In view of the massive amount of land potential in North America King James 1 issued a Second Charter of Virginia in 1609 which covered lands from Jamestown, extending all the way west to the Pacific Ocean. In 1611 Sir Thomas Dale was sent to Virginia with 300 British troops. The Third Charter of Virginia in 1612 led to the acquisition of Bermuda. The 1612 Third Charter of Virginia extended the colonial boundary lines to include offshore islands extended to lands covering 1,000 miles eastward in the Atlantic Ocean. The Third Charter of 1612 gave the islands to the "The Treasorer and Planters of the Cittie of London for the First Colonie in Virginia." So, at the beginning of colonization, the term "Virginia" was applied to the entire eastern coast of North America from Cape Fear to the coast of Acadia and a large portion of inland Canada.
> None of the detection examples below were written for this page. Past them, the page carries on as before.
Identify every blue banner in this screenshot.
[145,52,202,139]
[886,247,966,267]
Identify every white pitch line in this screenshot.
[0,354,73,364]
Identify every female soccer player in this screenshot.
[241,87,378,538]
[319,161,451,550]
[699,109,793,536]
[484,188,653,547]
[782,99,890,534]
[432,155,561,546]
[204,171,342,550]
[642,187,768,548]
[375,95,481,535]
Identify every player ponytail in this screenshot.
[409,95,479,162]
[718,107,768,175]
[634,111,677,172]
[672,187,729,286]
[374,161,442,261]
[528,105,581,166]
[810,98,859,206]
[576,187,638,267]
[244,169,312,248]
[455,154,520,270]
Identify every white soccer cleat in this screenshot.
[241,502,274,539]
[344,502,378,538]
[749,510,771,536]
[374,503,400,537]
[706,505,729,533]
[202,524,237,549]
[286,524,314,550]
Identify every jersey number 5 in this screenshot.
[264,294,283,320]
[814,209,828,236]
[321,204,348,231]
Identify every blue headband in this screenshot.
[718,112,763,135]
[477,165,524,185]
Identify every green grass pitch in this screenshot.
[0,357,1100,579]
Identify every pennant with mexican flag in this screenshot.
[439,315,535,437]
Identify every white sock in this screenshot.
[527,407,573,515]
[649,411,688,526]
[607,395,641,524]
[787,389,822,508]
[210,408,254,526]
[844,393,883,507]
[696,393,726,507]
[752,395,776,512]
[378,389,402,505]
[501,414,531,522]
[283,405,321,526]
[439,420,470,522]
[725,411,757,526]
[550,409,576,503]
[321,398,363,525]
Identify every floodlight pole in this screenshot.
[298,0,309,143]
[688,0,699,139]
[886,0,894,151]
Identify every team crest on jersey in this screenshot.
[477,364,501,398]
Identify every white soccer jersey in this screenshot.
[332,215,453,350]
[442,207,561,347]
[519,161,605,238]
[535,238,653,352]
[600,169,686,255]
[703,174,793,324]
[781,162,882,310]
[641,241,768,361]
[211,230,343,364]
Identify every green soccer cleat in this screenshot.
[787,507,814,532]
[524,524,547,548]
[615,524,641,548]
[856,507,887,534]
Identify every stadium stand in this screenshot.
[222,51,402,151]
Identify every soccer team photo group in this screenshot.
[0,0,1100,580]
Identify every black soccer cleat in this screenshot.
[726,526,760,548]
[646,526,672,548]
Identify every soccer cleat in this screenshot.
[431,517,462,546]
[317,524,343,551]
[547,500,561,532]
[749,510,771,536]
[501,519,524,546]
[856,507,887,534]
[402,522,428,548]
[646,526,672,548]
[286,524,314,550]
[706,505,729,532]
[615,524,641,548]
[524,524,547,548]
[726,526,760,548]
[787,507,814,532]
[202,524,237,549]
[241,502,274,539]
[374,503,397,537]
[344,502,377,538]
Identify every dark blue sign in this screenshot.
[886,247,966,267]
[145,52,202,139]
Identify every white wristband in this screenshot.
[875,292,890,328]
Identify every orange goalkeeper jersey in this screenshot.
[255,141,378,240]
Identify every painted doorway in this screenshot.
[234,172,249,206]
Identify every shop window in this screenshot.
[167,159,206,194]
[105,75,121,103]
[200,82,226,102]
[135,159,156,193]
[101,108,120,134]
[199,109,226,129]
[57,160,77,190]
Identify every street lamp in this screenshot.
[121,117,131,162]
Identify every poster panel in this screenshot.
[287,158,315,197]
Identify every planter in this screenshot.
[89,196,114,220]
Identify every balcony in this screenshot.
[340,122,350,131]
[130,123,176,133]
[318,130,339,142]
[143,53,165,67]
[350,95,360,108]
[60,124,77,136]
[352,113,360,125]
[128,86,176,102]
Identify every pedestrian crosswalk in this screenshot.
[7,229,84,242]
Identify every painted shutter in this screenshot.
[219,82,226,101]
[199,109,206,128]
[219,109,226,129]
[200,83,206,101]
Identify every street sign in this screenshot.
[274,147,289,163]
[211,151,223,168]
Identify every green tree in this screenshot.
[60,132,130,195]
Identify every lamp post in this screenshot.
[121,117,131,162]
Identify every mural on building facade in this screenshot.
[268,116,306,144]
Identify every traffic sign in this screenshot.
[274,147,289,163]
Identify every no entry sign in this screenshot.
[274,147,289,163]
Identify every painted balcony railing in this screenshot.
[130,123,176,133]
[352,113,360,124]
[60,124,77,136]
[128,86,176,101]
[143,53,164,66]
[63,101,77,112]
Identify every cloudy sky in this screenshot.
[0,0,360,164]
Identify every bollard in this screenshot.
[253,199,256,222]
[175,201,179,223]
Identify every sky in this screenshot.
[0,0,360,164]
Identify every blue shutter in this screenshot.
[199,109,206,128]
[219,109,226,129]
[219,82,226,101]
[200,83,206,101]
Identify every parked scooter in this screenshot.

Virginia becomes a Royal Colony

King James I realised the potential wealth of Colonial America. With little, or no concern, for the investors of the Virginia Colony the King failed to renew their charter. The Virginia Company in the colony lost the ability to grant property deeds. Then, in 1624 King James made Virginia a Royal Colony, rather than a Proprietary (private) Colony. This meant that the Colonial Governments were appointed by the Crown, carrying out the orders and wishes of the Crown as opposed to private or local interests.